Drowning is the biggest known cause of death. Other common causes of death are sickness, hypothermia, dehydartion, starvation, harsh weather/ lack of adequate shelter, and vehicle accidents. When the causes of death are set out like this, it brings to the fore the reality of the asylum seekers' lives.
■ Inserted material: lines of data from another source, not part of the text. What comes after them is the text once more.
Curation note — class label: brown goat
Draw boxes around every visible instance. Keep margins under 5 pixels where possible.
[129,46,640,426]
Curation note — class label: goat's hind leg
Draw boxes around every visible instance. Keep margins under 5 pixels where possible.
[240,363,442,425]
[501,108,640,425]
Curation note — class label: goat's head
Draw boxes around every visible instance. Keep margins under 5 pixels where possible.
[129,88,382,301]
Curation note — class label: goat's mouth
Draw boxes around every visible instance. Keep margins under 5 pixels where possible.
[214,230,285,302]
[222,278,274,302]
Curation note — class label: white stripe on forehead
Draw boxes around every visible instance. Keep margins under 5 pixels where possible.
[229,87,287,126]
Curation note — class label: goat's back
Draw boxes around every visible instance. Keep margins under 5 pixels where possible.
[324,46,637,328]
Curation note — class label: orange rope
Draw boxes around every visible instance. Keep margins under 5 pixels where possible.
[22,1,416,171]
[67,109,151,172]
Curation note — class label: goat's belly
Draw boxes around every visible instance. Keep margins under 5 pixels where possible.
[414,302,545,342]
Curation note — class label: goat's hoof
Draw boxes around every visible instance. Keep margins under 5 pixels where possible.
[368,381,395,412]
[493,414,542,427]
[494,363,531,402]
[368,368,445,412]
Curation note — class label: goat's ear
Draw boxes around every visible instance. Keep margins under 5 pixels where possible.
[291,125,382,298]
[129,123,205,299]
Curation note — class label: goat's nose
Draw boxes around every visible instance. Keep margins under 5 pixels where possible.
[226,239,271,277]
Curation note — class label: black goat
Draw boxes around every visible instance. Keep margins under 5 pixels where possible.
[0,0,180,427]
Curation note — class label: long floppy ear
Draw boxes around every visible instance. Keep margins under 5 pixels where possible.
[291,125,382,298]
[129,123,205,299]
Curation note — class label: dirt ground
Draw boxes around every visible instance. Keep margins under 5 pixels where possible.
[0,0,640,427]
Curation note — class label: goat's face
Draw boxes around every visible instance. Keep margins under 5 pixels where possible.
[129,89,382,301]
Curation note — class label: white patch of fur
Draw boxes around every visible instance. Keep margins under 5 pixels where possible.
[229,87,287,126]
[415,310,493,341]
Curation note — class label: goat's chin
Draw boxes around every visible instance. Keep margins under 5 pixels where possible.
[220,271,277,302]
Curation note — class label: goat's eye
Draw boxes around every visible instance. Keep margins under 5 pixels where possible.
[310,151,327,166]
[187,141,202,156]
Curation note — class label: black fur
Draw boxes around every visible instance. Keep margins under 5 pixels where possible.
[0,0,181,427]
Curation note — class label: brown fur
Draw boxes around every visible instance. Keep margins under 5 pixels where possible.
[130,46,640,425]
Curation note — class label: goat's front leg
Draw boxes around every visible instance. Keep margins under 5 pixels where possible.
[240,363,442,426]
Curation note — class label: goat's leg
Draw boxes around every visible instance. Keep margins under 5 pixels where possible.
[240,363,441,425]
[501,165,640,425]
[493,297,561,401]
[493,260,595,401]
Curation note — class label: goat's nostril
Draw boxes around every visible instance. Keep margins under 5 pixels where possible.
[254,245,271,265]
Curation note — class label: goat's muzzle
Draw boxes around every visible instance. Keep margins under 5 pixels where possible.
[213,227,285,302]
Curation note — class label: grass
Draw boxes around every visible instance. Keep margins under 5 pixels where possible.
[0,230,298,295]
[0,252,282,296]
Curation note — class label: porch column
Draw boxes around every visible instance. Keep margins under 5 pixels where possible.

Nobody willingly leaves relative safety to go out into the unknown unless there was a powerful push factor. 

<font size = 3>**3. Are there any seasonal patterns in the number of incidents?**</font>

In [None]:
mm_copy = mm_data.copy()
mm_copy.loc[:, 'Number of Incidents'] = 1
mm_copy.head()

In [None]:
season_pattern = mm_copy.pivot_table(index='Reported Month', values='Number of Incidents', aggfunc='sum') 
season_pattern.reset_index(inplace=True)
#season_pattern

In [None]:
dict_months = {'Jan':1, 'Feb':2, 'Mar':3, 'Apr':4, 'May':5, 'Jun':6, 'Jul':7, 'Aug':8, 'Sep':9, 'Oct':10, 'Nov':11, 'Dec':12}
season_pattern['Reported Month'] = season_pattern['Reported Month'].map(dict_months)

In [None]:
season_pattern.sort_values(by='Reported Month', inplace=True)
#check
#season_pattern

In [None]:
#plotting number of incidents by month
import calendar
plt.figure(figsize=(10,10))

plt.plot(season_pattern['Reported Month'], season_pattern['Number of Incidents'], 'b-', marker = 'o')
plt.ylim(0, 700)
plt.xlabel('Month',fontsize = 13)
plt.xticks(np.arange(1,13), calendar.month_name[1:13], rotation=20)
plt.ylabel('Number of Incidents', fontsize = 13)
plt.title('Number of Incidents by Month', fontsize = 15)
plt.show()

On average over the years covered in the dataset, the number of incidents increase during the Northern Hemisphere's warmer months. Warmer months could bring favourable weather to attempt sea crossings, and also longer days (more sunlight) to travel.